I had a yote hunter running a hound on my propery last Sunday without permission, I confronted the Hunter and he said it was legal!...Whats the answer according to Michigan law?...Deltabullcan


----------



## bigcountrysg (Oct 9, 2006)

It is illegal. A person hunting with a dog has to have permission to hunt on someone elses property. The only time the hunter can go onto someone elses property is to retrieve a dog that got away from them. How ever during the retrieval of the dog they can not be hunting. Added : Or Possess a firearm.


----------



## Petronius (Oct 13, 2010)

Exactly as just stated. And, if you tell the person retrieving the dog to stay off your property, they will be trespassing the next time.


----------



## lewy149 (Apr 19, 2007)

Sad some spoil it for everyone.


----------



## DFJISH (Mar 30, 2009)

I hunt (call) coyotes on lots of private lands where I spent a lot of time knocking on doors to get permission to do so. There are at least 2 groups of hunters with hounds who run their dogs over those properties, *and they don't have permission* on any of the same lands I do.

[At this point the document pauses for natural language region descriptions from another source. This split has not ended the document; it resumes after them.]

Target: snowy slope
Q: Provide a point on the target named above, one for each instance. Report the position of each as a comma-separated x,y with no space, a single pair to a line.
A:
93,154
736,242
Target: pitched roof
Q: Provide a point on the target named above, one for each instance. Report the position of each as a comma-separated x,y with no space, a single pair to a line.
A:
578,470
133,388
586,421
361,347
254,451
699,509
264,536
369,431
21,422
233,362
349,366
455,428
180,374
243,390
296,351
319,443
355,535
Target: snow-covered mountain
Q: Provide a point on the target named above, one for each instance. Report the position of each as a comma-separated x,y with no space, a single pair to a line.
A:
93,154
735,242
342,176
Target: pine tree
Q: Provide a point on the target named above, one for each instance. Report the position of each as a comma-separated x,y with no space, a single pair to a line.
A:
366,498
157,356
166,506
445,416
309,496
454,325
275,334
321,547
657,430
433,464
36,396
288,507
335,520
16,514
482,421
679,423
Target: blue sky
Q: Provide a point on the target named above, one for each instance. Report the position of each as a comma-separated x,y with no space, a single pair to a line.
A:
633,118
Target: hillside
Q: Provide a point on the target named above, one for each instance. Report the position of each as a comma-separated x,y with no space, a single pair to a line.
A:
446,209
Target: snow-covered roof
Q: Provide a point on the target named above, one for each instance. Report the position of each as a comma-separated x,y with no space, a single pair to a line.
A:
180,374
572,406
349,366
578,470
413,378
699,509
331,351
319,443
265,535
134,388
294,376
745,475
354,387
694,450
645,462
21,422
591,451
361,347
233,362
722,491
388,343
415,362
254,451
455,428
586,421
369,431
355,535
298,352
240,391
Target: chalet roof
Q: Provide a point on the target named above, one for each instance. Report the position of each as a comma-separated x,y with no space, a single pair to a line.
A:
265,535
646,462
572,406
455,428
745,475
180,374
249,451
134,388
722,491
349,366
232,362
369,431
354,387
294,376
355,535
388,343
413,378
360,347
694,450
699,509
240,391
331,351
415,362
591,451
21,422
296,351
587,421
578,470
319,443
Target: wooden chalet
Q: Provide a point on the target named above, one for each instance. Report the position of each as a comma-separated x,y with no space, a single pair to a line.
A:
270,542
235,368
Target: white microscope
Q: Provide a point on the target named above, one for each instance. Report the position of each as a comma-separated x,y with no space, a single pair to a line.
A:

They have been caught and told to stay out _several times_, but just keep coming back. It's a given that coyotes run where they choose and dogs can't read signs, so trespassing WILL occur. It seems inevitable that there is going to be a ticket given if the property owners ever decide to put some bit in their bark. It's too bad that the trespassing continues. I think in view of "modern times" guys hunting coyotes with hounds are killing their own sport because of their constant trespassing.


----------



## foxriver6 (Oct 23, 2007)

Deltabullcan said:


> I had a yote hunter running a hound on my propery last Sunday without permission, I confronted the Hunter and he said it was legal!...Whats the answer according to Michigan law?...Deltabullcan


Two points

1) For the recreational trespass law to apply, your property must be enclosed agricultural, posted or maintained to discourage trespass. In this case houndsmen may not intentionally run hounds on your property. They are allowed to come on your property "unarmed" to retrieve their hounds unless you previously notified them to stay off your property. If you told them verbally or in writing to stay off your property, they may not come on your property for any reason to include retrieving their hounds.

2) Common law trespass applies and you may "sue" them.

Recreational Trespass:
http://www.legislature.mi.gov/(S(pg...t&objectName=mcl-324-73102&highlight=trespass

Criminal Trespass:
http://www.legislature.mi.gov/(S(pg...tname=mcl-750-552&query=on&highlight=trespass


----------